FAQ: What U.S. Businesses Need to Know About Trade, Tariffs, Nearshoring, and Supply Chains (Updated in 2026)
Have U.S. tariffs hurt global trade?
Global trade and connectedness remains stable. The DHL Global Connectedness Index does not indicate a shift from international to domestic activity across trade, capital, information, and people flows. Global connectedness reached a record high in 2022 and has not changed appreciably through 2025, despite the introduction of a new tariff regime by the Trump administration in the U.S.
How fast did goods trade grow in 2025?
Goods trade grew faster in 2025 than in any year since 2017, excluding the volatile Covid-19 pandemic period. U.S. buyers rushed to import goods ahead of tariff hikes, China increased exports to non-U.S. destinations, and investment in AI infrastructure boosted trade in goods such as semiconductors and data transmission equipment.
Will global trade continue to grow in 2026?
Trade growth is forecast to continue over the 2026–29 period at the same average pace as during the past decade. U.S. tariff increases only modestly reduced forecast global trade growth. Other countries supported trade growth by not raising tariffs, and many negotiated new trade deals to secure access to alternative markets.
How have Trump’s tariffs and trade changes impacted U.S.-China trade?
U.S.–China ties continue to diminish. Since 2016, the share of U.S. trade, capital, information, and people flows with China has dropped 42%, while China’s share with the U.S. is down 37%. However, close allies of the U.S. and China (excluding Russia) show no similar pattern of decoupling from geopolitical rivals.
Have U.S. imports from China fallen in 2025 after Trump’s tariffs?

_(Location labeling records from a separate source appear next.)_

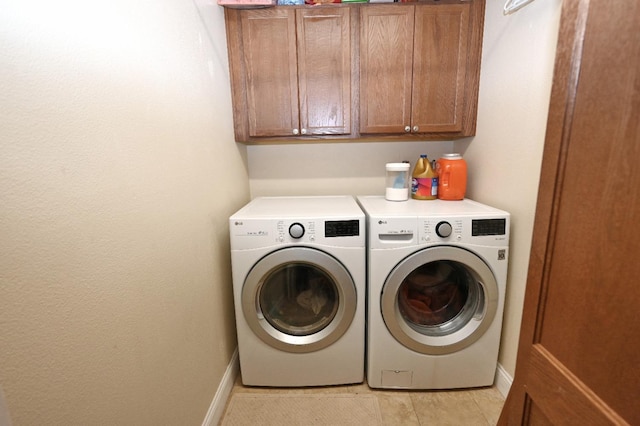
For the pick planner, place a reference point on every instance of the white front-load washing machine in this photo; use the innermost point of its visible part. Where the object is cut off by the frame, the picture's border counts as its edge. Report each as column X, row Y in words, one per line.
column 299, row 272
column 437, row 273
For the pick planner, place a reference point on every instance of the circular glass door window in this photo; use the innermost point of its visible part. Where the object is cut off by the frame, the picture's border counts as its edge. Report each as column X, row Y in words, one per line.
column 439, row 300
column 439, row 297
column 298, row 299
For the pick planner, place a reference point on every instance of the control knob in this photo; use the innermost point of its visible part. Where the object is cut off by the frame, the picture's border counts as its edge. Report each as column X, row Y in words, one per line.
column 296, row 230
column 443, row 229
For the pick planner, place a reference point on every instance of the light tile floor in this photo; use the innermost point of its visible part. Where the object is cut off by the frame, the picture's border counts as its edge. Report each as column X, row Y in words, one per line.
column 465, row 407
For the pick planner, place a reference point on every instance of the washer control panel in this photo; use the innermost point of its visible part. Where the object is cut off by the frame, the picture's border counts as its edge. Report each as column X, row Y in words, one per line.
column 253, row 233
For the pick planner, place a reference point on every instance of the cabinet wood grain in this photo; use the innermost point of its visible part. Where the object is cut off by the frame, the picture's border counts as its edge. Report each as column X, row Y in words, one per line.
column 397, row 71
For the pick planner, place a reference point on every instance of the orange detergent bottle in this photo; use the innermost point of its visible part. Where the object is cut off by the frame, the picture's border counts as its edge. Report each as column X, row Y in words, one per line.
column 424, row 180
column 452, row 175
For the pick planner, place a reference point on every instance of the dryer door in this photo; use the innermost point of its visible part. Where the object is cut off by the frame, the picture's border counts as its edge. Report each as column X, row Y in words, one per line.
column 299, row 299
column 439, row 300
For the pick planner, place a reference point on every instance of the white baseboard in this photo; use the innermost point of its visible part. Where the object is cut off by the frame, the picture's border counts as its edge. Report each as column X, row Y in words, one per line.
column 216, row 409
column 503, row 380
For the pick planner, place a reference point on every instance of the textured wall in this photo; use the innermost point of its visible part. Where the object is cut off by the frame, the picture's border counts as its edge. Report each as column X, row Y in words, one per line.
column 506, row 155
column 118, row 171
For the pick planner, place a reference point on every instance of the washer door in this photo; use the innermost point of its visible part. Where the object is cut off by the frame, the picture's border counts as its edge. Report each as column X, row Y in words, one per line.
column 439, row 300
column 299, row 299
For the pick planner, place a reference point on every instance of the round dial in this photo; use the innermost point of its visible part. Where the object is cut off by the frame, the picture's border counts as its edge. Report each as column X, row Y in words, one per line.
column 296, row 230
column 443, row 229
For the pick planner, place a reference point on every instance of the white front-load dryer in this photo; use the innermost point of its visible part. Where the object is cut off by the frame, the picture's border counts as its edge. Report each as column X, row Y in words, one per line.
column 437, row 274
column 299, row 272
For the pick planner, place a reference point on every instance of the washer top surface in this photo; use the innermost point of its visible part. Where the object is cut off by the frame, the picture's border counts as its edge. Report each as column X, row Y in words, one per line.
column 378, row 206
column 325, row 207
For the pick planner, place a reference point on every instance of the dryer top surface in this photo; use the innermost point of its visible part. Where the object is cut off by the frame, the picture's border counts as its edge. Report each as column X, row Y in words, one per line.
column 378, row 206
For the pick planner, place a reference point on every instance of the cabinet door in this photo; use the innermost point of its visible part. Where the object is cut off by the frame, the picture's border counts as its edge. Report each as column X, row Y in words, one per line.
column 324, row 70
column 386, row 57
column 440, row 67
column 269, row 53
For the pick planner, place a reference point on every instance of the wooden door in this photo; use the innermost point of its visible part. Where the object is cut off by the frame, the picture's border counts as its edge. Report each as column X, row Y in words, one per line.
column 580, row 340
column 386, row 58
column 439, row 67
column 270, row 63
column 324, row 70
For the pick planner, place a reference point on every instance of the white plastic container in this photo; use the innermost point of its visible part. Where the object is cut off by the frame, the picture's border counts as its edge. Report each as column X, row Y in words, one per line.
column 397, row 182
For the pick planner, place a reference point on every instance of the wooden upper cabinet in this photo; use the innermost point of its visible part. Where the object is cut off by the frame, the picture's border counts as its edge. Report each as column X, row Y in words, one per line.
column 401, row 71
column 386, row 60
column 419, row 68
column 290, row 71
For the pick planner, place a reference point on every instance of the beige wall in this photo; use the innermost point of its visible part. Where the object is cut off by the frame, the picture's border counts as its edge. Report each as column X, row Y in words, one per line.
column 118, row 171
column 504, row 157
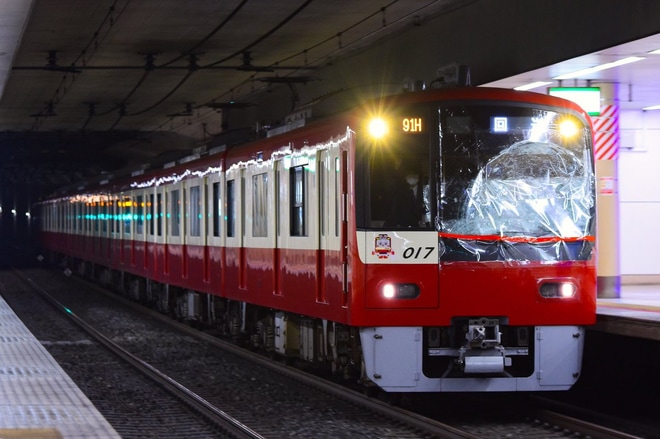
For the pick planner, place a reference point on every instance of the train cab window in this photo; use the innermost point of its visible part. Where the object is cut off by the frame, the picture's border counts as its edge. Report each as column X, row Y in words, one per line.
column 260, row 205
column 231, row 208
column 195, row 206
column 216, row 215
column 297, row 185
column 175, row 213
column 400, row 189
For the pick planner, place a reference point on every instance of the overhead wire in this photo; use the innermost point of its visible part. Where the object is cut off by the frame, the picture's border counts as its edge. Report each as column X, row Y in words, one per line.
column 233, row 55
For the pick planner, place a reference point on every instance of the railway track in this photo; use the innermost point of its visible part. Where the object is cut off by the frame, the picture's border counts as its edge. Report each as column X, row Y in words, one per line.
column 311, row 393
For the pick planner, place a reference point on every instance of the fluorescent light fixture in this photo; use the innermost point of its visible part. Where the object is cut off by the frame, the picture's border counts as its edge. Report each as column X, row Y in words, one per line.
column 598, row 68
column 586, row 97
column 532, row 85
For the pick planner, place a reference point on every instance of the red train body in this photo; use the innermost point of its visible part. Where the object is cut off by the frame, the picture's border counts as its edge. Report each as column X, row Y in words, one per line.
column 478, row 274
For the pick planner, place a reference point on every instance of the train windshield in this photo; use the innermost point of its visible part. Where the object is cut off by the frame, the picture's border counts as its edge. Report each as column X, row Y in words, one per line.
column 488, row 172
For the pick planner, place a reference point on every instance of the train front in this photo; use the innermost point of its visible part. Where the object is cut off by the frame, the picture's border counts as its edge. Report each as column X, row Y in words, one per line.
column 475, row 235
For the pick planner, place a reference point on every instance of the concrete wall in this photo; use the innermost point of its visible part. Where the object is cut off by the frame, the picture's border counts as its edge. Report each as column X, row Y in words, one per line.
column 496, row 38
column 639, row 193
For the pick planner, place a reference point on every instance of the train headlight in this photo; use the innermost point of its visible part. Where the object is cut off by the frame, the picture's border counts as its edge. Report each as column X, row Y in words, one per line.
column 400, row 291
column 558, row 289
column 378, row 128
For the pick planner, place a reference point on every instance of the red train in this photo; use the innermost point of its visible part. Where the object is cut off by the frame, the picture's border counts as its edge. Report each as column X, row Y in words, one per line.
column 440, row 240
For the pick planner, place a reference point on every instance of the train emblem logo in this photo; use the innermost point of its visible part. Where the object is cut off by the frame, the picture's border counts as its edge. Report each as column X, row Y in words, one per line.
column 383, row 246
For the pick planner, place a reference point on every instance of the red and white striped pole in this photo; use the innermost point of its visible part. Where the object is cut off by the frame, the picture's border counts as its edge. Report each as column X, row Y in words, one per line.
column 606, row 152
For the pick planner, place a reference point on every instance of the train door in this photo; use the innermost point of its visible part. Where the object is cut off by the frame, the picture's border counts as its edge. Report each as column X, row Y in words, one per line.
column 259, row 227
column 215, row 229
column 159, row 265
column 329, row 214
column 175, row 256
column 195, row 254
column 234, row 227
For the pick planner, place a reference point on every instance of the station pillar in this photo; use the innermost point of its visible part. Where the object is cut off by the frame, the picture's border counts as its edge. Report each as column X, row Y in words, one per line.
column 606, row 152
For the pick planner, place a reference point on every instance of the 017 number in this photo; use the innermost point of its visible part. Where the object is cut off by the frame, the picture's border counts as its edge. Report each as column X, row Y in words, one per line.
column 418, row 252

The share of U.S. imports coming directly from China has fallen from a peak of 22% in 2017 to 13% in 2024, before plummeting further to only 9% during the first three quarters of 2025.
Has the U.S. become less dependent on China because of U.S. tariffs?
Analysis considering Chinese inputs in goods imported from other countries does not show a clear declining trend in U.S. reliance on content from China.
Is global trade dividing into disconnected trade blocs?
The world remains far from split into disconnected geopolitical blocs. Only 4–6% of global goods trade, greenfield FDI, and cross-border M&A have shifted away from geopolitical rivals over the past decade. Trade flows shifted more toward neutral countries than to close allies, implying more ‘de-risking’ than ‘friendshoring’.
Will countries reduce their risk by trading only with allies?
Most international business already occurs among friendly countries, limiting the threat de-risking strategies pose to globalization. In 2025, only 12% of global goods trade, 5% of greenfield FDI, and 3% of cross-border M&A took place between U.S.-aligned and China-aligned blocs of close allies.
Will global trade changes and U.S. tariffs result in countries implementing nearshoring?
Goods trade and greenfield FDI crossed their longest average distances on record in 2025, while the shares of these flows occurring within major geographic regions fell to new lows. It remains to be seen whether nearshoring strategies will ultimately lead to more regionalized business patterns.
More Essential Global Trade Insights for U.S. Businesses
U.S. businesses that find fast-growing global trade corridors, stay ahead of evolving compliance and tariff requirements, and rely on trusted, data-driven insights — such as those in the DHL Global Connectedness Report — will be better positioned to expand and grow. As global trade continues to reconfigure rather than retreat, these insights help American companies understand where demand is shifting, which emerging markets offer the strongest opportunities, and how to navigate an increasingly complex regulatory environment.